アルス・エレクトロニカ 2002

HAPPENINGText: Simon Scheiber

「アンプラグド」というテーマの下、オーストリアのリンツで9月7日から12日に渡って開催された今年のアルス・エレクトロニカ。アンプラグ(つながりを持たない状態)になること。そしてつながり合いを持つことの狭間にある新しいカルチャーのミックスこそ、この大規模なアートイベントそのものである。前年のテーマ「テイク・オーバー、誰が明日のアートを作るのか?」に引けず劣らず、アルス・エレクトロニカの重要かつ興味深い魅力も健在である。

初日にまずフィーチャーされたのが、ドナウ川で開催されたかなり大規模なオーディオ・ビジュアル・イベント、リンツァー・クランヴォルケからクリスチャン・ムースピールハンス・ホーファーによって制作された「ハーモニス・ムンディ」。しかし、どういうわけかこの文化的混合実験は特筆すべきほどのものではなかった。その反面、異なる文化や土地の影響を受けた人々によって歌われた音楽はとても刺激的であった。

アルス・エレクトロニカが始まった時からすでに、この世界自体がアンプラグド(つながっていない)なのだ、と感じた。まず、最初のスピーチで紹介される予定だったアフリカからのバンドの不参加が急きょ決定。これは、フランスの航空会社のストライキに不運にも巻き込まれてしまっただけではなく、バンド自体も一カ国にしか入国できないビザしか所有していなかったためである。なんとも皮肉だが、これが現実!

その日の夜には「66B/CELL」による、「ファウストII」のハイブリッドバージョンが行われた。とても面白いイベントだったが、若干物足りなさも感じられた。
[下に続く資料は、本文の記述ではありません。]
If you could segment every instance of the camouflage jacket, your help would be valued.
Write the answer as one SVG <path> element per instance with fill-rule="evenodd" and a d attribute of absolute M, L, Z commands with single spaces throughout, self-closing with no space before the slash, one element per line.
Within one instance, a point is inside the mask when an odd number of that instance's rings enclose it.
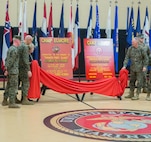
<path fill-rule="evenodd" d="M 11 46 L 7 51 L 7 57 L 5 60 L 5 67 L 8 74 L 18 74 L 19 55 L 18 47 Z"/>
<path fill-rule="evenodd" d="M 131 46 L 128 48 L 127 54 L 123 66 L 126 67 L 128 61 L 131 61 L 130 69 L 134 72 L 142 71 L 143 67 L 148 65 L 148 55 L 143 50 L 143 47 L 139 45 L 137 48 Z"/>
8日の日曜日には、シンポジウムの開催も始まり、ショーの準備も着々と進められているようだった。しかし奇妙だったのが、ブルックナーハウスでアンプラグドのシンポジウムが開催されている一方で、アルス・エレクトロニカ・フューチャーラボによる非公式なアンプラグドが、アルス・エレクトロニカ・センターで開催されていたことである。会議室が狭かったこともあり、こちらの方が満員御礼状態。それに比べてシンポジウムの方は参加者はまばらだったのは、どういうことだろうか。
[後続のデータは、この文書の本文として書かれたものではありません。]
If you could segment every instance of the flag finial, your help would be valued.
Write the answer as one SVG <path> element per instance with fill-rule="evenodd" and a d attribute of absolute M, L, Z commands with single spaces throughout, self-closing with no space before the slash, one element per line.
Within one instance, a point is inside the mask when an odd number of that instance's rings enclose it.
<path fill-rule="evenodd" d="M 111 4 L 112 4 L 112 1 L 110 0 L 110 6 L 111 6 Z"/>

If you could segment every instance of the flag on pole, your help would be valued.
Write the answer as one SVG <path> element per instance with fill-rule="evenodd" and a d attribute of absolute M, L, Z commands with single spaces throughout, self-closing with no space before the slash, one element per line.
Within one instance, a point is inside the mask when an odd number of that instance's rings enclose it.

もちろん、ビジネス、カルチャー、グローバライゼーション、世界の様々な国々とその生活様式についての興味深いシンポジウムも多く開催された。また、あの9月11日の悲劇も大々的に扱われ、意見が交わされた。

アルス・エレクトロニカ・センターで開催されていた展覧会は、毎年大成功をおさめているもの。ゲームやインタラクティブなエレクトロニックデバイスや実験を紹介しているこの展覧会。その中でも、南アフリカ大学による増大した現実性についての作品は、興味がそそられるものがあった。